In the first Manifesto of Surrealism Andre Breton proposed this once and for all definition:-
Surrealism, n. Psychic automatism in its pure state, by which one proposes to express -- verbally, by means of the written word, or in any other manner -- the actual functioning of thought. Dictated by the thought, in the absence of any control exercised by reason, exempt from any aesthetic or moral concern.
Breton was a writer and initially conceived surrealism as a means of automatic writing that could break what he saw as the restrictions of reason, and the established patterns and conventions of writing. He reached out to various visual artists in his milieu, and encouraged them to use similar automatism techniques in creating their art. In the aftermath of the publication of the Manifesto, Andre Masson and Max Ernst, among others, began to experiment in this way - Masson with automatic drawing often using a pen, and Ernst with grattage and frotage - the transference of a texture, say from rough wood or stone slabs, onto paper of canvas by rubbing or scraping.

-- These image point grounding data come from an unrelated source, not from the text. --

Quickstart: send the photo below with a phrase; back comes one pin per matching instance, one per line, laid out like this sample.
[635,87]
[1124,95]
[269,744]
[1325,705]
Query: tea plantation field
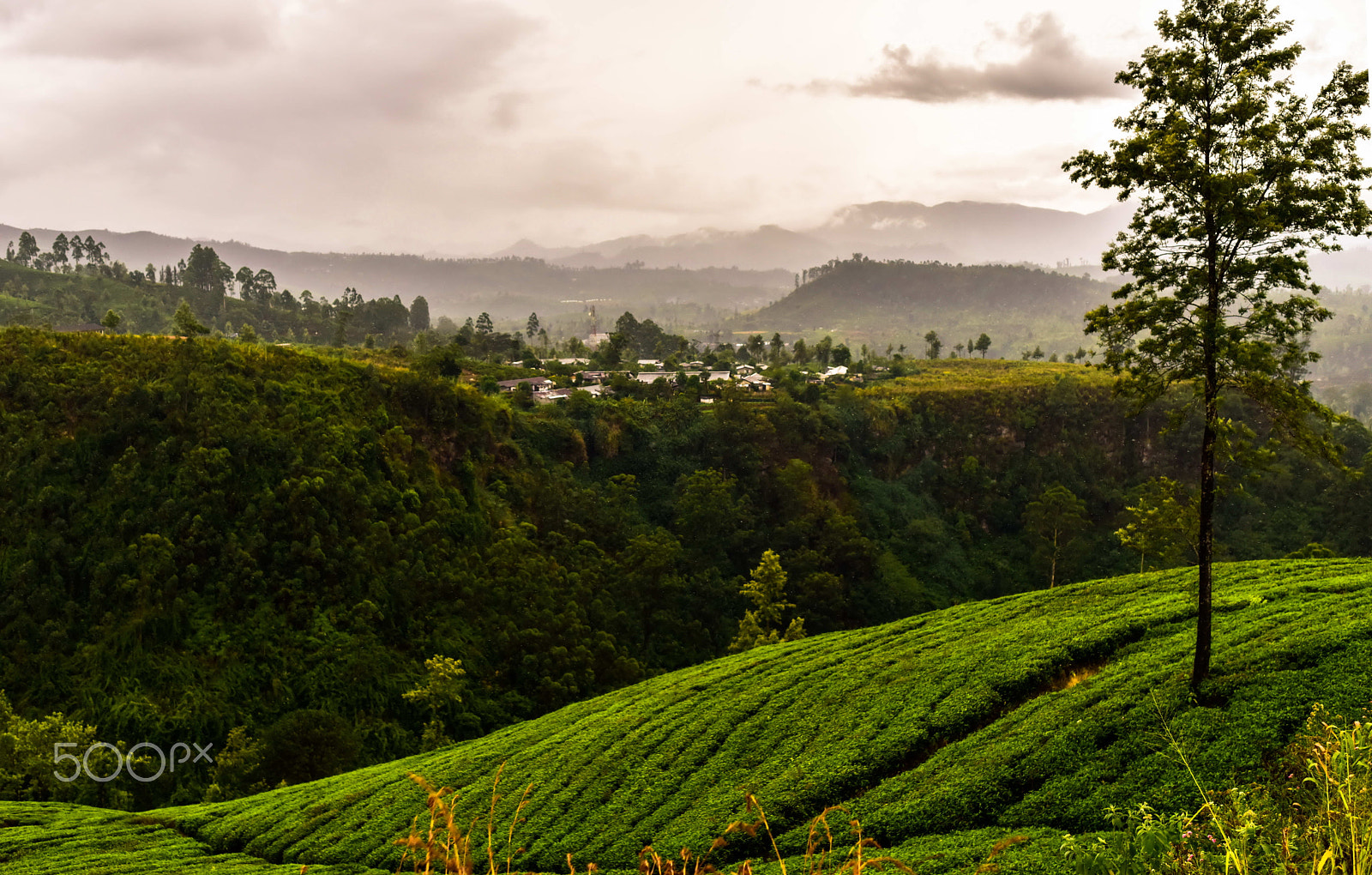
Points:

Masson's period of automatic drawing was short lived and perhaps insignificant as art except for its historical significance. He rapidly abandoned this and took up figurative surrealism. Here are some of these drawings from 1924 and 1925.



Max Ernst used frottage from 1925 for a few years before returning to collage and figurative surrealism. This was the period of his 'forests', forms created by rubbing and scraping a texture from wooden floorboards. He would then paint some image, often an annulus or a bird form, on top of this. He seems to have for the most part abandoned this by about 1927, though he occasionally revisited to this during the early 1930's. Here are some of his 'forest' paintings.




In the late 1930's through the 1940's he took up the decalomania technique which Oscar Dominguez had introduced to him. This was more a method for applying paint, rather than pure automatism and we will return to discussing this in a later article.

Breton's rather simplistic idea that the visual arts could be transformed through artists adopting automatism techniques, proved to be a dead end and total failure. Instead, the surrealist artists used their imaginations to create imagery and figurative forms which challenged logic and established conventions of representation. It was not until the late 1940s that automatism appeared again in the American Abstract Expressionism of such as Jackson Pollock or Cy Twombly.